My 6 days in Singapore seemed to have flashed past in an instant. With a schedule fully packed before I even touched down, I could only try to further squeeze my time to make sure I meet up with family and friends, amidst trying to accomplish the key tasks of this trip.
Glad I was at least able to have a proper dinner with the whole family, and really happy to see dad and mum back on cordial talking terms. WW’s issue seems to be settled on the surface, and I hope everything ends amicably for him. Honestly, he needs to learn how to stand up for himself. As for WJ, glad he found some balance in life through his GF. Finally I start to intuitively understand a bit of what he’s trying to do. What a foolish, but thoughtful way of protecting those he cares for… sigh… I wouldn’t be able to help him, would I? Anyways, to both my brothers, try to understand each other more.

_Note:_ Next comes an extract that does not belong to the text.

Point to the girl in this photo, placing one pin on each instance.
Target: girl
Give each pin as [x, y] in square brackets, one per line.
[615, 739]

A good friend of mine has taken to some serious training in divination, and has apparently become quite good at it. I shall await his full report on the upcoming years of my life. Though logic tells me such things should not be taken wholesale, it is always good as reference material; to consider more and move with more caution.
Then again, amidst the fruitful meetings and business developments with the representatives of various countries, I had to put up with meetings a few clowns, and entertaining the rubbish they spill forth. Ok, count that as entertainment and it ain’t all so bad.